Eski Babil soyunun, 11 kralından en ünlüsünün Hammurabi olduğunu söylersek abartmış olmayız. Hammurabi Kanunları ile döneminde ülkesinde geçerli olan kanunlar üzerinde değişiklik ve yenilikler yapan Hammurabi döneminde Babil en parlak devrini yaşamıştır.
Hammurabi’nin tarih açısından önemini 2 temel noktada özetleyebiliriz:
1. Hammurabi, fetihleriyle Mezopotamya’nın büyük, küçük birçok şehir devletini zapt ederek, Sümer ve Akad ülkelerini bir imparatorluk halinde birleştiren kraldı.
2. Hammurabi Kanunları ile bilinen, ülkesinde geçerli olan kanunlar üzerinde değişiklik ve yenilik yaparak bir reform yapmıştır.
Babil Kralı Sin-Muballit’in oğlu Hammurabi, M.Ö. 1792 – 1750 arasında yaşamıştır, halen Hammurabi’nin yaşadığı tarihler tartışma konusudur. Döneminde Babil en parlak devrini yaşamış ve Mezopotamya tarihinin hiçbir devrinde başkent olarak, bu derece önemli ve önder bir rol oynamıştır. Hammurabi yalnız merkezi bir devlet değil, aynı zamanda merkez, bir din de ortaya çıkarmıştır.

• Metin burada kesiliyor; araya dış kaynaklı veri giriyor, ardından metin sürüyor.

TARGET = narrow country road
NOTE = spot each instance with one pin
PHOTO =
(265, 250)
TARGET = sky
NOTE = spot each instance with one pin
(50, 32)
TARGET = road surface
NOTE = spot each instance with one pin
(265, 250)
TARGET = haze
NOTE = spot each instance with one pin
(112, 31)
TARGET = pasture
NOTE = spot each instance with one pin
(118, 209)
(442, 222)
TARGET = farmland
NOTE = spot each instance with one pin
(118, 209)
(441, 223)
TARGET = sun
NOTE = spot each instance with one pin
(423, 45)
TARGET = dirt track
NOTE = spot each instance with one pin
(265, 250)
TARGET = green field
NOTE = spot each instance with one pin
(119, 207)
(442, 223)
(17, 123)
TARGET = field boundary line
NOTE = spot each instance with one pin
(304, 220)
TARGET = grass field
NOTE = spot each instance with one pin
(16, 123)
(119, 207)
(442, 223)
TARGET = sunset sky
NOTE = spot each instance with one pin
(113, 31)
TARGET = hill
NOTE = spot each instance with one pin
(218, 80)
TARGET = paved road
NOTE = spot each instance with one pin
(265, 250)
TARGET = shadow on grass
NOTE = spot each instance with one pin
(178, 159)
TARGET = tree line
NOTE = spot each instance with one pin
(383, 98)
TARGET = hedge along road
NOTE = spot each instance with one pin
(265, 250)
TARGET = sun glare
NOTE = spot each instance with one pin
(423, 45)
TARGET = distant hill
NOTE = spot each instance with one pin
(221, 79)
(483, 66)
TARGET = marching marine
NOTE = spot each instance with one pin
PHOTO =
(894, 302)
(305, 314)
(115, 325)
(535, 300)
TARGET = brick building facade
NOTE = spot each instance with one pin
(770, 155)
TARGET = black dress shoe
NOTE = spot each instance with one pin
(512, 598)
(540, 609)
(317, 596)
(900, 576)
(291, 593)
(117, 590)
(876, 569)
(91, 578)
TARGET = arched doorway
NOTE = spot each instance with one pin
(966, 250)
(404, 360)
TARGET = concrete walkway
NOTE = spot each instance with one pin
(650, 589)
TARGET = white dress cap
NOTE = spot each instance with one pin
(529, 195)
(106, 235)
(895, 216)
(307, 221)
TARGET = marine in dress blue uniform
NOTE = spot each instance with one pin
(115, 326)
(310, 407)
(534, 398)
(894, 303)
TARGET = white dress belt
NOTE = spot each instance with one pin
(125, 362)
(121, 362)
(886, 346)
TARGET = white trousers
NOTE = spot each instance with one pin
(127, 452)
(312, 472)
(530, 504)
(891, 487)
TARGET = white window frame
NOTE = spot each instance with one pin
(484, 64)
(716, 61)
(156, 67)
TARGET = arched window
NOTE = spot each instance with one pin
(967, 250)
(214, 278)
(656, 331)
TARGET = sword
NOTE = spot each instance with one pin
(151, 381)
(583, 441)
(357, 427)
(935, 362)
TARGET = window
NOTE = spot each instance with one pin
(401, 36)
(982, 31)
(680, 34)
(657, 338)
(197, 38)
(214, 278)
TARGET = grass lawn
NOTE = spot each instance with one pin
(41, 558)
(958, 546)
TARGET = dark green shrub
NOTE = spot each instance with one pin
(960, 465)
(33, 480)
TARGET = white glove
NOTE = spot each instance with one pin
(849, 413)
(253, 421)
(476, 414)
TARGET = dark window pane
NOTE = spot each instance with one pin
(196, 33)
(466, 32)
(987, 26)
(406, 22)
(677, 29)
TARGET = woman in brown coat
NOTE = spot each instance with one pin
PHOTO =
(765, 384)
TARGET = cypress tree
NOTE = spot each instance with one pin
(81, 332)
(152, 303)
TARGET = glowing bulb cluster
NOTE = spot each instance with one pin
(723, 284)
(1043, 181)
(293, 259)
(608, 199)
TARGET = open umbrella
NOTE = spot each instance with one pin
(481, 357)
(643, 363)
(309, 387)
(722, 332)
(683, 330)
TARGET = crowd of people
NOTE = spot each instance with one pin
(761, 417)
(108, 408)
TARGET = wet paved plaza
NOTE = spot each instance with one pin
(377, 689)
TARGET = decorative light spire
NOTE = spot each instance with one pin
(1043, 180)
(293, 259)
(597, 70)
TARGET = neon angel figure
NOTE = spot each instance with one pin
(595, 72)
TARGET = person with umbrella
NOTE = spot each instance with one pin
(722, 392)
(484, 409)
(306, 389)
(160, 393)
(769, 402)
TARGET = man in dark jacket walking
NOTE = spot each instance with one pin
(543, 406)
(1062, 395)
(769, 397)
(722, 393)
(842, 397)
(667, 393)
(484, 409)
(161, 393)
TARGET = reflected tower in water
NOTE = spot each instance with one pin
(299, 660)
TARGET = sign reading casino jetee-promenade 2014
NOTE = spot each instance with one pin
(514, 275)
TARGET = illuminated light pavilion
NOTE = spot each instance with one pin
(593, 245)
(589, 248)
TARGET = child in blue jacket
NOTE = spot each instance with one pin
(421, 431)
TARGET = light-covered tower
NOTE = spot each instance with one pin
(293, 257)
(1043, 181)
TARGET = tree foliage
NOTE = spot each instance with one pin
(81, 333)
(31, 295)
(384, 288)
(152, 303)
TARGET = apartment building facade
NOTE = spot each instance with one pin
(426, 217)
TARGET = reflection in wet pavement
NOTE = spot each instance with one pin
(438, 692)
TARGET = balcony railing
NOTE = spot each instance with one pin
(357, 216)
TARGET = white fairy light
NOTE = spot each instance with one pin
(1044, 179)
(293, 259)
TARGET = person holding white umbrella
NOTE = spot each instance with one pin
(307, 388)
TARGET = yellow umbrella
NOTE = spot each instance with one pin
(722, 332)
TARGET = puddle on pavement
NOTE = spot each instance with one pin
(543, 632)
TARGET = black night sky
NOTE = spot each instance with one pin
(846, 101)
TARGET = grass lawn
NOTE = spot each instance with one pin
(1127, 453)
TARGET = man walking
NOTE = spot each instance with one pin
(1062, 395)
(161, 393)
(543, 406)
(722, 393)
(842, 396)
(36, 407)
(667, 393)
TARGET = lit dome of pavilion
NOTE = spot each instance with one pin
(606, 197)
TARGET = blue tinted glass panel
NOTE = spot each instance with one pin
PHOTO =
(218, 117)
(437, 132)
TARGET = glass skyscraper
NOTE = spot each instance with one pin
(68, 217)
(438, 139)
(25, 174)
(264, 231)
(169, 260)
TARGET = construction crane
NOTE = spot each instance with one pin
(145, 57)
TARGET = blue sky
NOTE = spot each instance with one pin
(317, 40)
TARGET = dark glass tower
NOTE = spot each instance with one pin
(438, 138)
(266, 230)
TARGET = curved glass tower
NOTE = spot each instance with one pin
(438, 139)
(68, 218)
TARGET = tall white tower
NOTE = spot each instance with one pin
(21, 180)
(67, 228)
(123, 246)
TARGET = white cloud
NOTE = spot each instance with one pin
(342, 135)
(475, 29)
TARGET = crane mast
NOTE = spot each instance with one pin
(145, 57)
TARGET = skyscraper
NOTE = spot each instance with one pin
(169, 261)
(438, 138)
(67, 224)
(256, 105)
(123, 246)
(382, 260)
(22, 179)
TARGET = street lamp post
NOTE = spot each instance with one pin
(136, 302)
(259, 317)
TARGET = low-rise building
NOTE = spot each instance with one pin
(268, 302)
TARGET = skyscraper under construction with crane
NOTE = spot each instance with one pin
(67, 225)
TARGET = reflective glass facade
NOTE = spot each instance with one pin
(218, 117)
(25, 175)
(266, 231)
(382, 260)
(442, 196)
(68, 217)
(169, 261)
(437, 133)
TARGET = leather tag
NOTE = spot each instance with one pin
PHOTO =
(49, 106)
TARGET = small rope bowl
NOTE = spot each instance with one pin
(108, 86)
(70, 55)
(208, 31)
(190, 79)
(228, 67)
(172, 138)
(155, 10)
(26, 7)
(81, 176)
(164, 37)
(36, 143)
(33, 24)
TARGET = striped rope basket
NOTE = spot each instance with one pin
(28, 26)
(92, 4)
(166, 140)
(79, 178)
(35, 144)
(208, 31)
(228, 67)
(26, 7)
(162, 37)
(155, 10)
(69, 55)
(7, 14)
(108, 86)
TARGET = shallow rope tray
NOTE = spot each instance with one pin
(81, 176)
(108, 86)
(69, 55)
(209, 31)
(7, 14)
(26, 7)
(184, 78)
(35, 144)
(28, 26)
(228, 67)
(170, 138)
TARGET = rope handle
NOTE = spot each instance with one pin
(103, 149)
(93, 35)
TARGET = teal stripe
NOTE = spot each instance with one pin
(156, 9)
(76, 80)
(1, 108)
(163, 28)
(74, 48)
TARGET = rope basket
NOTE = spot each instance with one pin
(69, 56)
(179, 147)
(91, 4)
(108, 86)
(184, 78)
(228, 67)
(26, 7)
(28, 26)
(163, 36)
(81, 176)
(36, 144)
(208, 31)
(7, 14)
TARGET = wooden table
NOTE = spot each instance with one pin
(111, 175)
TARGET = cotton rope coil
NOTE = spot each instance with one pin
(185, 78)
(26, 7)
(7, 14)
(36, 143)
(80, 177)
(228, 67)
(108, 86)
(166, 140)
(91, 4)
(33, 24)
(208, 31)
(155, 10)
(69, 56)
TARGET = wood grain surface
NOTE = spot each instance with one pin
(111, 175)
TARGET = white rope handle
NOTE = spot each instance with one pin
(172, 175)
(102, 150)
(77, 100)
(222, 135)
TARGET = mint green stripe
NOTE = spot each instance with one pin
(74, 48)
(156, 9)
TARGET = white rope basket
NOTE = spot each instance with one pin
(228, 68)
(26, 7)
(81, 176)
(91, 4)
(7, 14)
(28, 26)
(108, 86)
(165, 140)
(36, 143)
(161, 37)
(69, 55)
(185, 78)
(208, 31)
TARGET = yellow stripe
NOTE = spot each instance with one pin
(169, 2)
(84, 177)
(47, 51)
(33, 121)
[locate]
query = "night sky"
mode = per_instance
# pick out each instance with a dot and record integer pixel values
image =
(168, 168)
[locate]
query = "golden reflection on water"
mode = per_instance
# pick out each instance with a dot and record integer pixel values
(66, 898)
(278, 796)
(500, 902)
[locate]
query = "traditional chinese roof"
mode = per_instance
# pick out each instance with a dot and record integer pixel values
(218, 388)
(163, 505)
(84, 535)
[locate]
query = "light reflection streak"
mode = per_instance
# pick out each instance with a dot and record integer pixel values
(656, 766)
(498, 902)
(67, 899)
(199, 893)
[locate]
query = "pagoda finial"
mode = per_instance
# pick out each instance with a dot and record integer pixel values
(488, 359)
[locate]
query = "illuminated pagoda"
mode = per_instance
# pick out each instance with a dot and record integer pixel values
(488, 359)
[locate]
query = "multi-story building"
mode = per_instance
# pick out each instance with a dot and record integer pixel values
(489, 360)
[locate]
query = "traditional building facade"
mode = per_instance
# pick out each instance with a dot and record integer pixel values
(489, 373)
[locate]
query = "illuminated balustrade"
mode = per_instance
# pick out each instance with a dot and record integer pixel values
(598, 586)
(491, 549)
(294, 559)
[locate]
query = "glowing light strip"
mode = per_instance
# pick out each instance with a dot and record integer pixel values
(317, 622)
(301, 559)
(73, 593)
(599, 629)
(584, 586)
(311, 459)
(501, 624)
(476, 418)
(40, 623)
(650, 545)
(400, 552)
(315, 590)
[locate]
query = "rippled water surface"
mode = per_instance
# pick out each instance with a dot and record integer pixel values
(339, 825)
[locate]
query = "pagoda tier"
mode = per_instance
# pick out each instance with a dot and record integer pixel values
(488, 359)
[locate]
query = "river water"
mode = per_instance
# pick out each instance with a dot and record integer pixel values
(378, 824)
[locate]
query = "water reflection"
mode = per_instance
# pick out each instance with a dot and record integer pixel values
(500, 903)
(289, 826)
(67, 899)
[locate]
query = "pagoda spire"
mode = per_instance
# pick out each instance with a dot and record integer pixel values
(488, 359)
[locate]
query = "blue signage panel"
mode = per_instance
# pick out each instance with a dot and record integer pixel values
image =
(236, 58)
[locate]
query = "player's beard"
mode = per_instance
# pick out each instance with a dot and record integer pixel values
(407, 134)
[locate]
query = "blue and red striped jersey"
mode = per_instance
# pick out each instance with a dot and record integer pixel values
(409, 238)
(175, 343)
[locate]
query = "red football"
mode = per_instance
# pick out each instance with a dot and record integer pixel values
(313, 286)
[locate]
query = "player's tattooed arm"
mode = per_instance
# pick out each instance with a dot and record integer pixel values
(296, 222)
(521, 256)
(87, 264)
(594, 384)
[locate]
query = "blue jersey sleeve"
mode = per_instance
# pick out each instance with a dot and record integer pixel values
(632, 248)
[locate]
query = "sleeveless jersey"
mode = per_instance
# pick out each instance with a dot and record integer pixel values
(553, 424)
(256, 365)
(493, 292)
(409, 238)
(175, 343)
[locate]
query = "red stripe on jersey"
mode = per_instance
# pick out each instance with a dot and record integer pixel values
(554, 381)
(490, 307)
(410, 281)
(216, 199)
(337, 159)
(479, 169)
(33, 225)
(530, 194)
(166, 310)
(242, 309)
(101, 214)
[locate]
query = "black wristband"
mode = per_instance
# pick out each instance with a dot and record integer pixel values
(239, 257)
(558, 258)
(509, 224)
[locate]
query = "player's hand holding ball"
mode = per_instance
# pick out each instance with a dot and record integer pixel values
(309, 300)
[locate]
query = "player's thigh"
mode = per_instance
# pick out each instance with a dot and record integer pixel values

1901 – 1902 yıllarında bir Fransız bilim ekibi, Elam’ın başkenti olan Sus’ta Hammurabi Kanunları’nın çivi yazısı ile yazılı bulunduğu steli (yüksekliği eninden uzun yekpare bir taştan oluşan dikili bir yapı) yaptıkları kazıda bulup, Louvre Müzesi’ne götürürler. Stelin üst kısmında, Hammurabi’yi Adalet Tanrısı Samas’ın önünde tazim duruşunda görürüz. Elamlılar’ın Babil’i istila ettikleri zaman (M.Ö. 1207 – 1171), bu steli savaş hatırası olarak buradan alıp, Sus şehrine getirmiş olacakları düşünülüyor.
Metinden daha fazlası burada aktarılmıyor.